Is that the best use of ‘etc.’ in the history of humanity? It might be. There is something extraordinarily casual about it, a disinterested detachment from the reality of physical violence, possible because Lenin had never participated in it himself. He also talks about liberating prisoners, seizing funds, killing members of the regime, and maximizing antigovernment chaos in order to exacerbate the crisis. And although Lenin leaves it to his troops to fill in the precise details, our armchair terrorist is not entirely without imagination himself. Specifically, he suggests that pouring acid on policemen is a good idea….

Close reading like this reveals Kalder’s humor, intellectual agility, modesty, and moral insight, which prevent him from succumbing to a vice shared by all despots: self-righteousness, the habit of dividing the world into simple moral categories of Elect and Damned and placing oneself securely among the former.

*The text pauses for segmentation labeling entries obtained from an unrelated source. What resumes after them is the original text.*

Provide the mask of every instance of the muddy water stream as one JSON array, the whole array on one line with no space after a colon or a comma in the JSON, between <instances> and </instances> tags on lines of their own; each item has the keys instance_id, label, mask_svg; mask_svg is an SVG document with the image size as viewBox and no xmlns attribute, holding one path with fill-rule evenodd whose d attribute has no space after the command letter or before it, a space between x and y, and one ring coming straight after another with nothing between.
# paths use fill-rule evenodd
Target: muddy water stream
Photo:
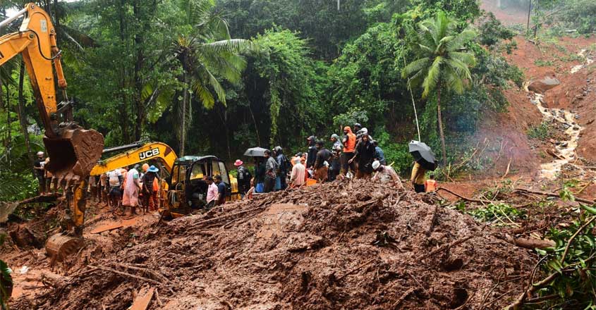
<instances>
[{"instance_id":1,"label":"muddy water stream","mask_svg":"<svg viewBox=\"0 0 596 310\"><path fill-rule=\"evenodd\" d=\"M576 73L594 62L594 60L586 57L585 53L585 49L582 49L578 53L578 55L585 57L585 61L581 65L578 65L572 68L571 70L572 74ZM527 85L525 87L525 91L528 91ZM536 105L538 110L542 114L542 120L545 123L548 124L560 123L562 128L564 128L566 136L568 138L566 140L557 142L554 147L555 156L558 157L557 159L550 163L540 165L540 177L553 180L561 172L561 168L563 166L576 159L577 154L576 153L576 149L578 147L580 134L584 128L576 122L576 114L562 108L545 107L543 106L545 103L544 95L542 94L535 94L532 103ZM557 127L559 128L559 126Z\"/></svg>"}]
</instances>

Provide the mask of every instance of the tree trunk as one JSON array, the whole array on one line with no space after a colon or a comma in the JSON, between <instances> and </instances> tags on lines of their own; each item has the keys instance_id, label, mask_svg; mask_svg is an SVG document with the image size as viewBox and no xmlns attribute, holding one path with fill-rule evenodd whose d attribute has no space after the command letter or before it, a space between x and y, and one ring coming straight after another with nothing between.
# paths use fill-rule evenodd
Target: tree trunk
<instances>
[{"instance_id":1,"label":"tree trunk","mask_svg":"<svg viewBox=\"0 0 596 310\"><path fill-rule=\"evenodd\" d=\"M17 113L18 120L20 123L20 130L25 139L25 148L27 149L27 157L29 159L29 166L32 167L35 159L33 158L33 153L31 152L31 144L29 142L29 132L27 131L27 116L25 115L25 97L23 94L23 87L25 82L25 63L20 61L20 69L18 75L18 104L17 105ZM33 177L35 177L35 170L32 170Z\"/></svg>"},{"instance_id":2,"label":"tree trunk","mask_svg":"<svg viewBox=\"0 0 596 310\"><path fill-rule=\"evenodd\" d=\"M255 133L257 135L257 146L261 146L261 138L259 137L259 128L257 126L257 119L255 118L255 113L253 113L253 108L250 106L250 102L248 102L248 111L250 112L250 117L253 118L253 123L255 124Z\"/></svg>"},{"instance_id":3,"label":"tree trunk","mask_svg":"<svg viewBox=\"0 0 596 310\"><path fill-rule=\"evenodd\" d=\"M186 61L186 58L185 58ZM186 105L188 104L188 73L184 71L184 88L182 95L182 113L181 115L181 120L182 124L180 128L180 156L184 156L184 146L186 144Z\"/></svg>"},{"instance_id":4,"label":"tree trunk","mask_svg":"<svg viewBox=\"0 0 596 310\"><path fill-rule=\"evenodd\" d=\"M443 157L443 167L447 166L447 151L445 147L445 133L443 132L443 118L441 116L441 85L437 87L437 119L439 122L439 135L441 137L441 151Z\"/></svg>"}]
</instances>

Maybe what strengthens these qualities in Kalder are the words with which he ends his book: words of Aleksandr Solzhenitsyn, who, as it happens, suffered much from at least one of the dictators Kalder writes about. Solzhenitsyn is talking about the temptation of wanting to take upon ourselves the separating of the sheep from the goats:

If only it were all so simple! If only there were evil people somewhere insidiously committing evil deeds, and it were necessary only to separate them from the rest of us and destroy them. But the line dividing good and evil cuts through the heart of every human being. And who is willing to destroy a piece of his own heart?

 

After getting his PhD in English literature, George Dardess taught close reading to his own students until his retirement. Since then he has been ordained a Deacon in the Roman Catholic Church and written several books on Muslim-Christian relations.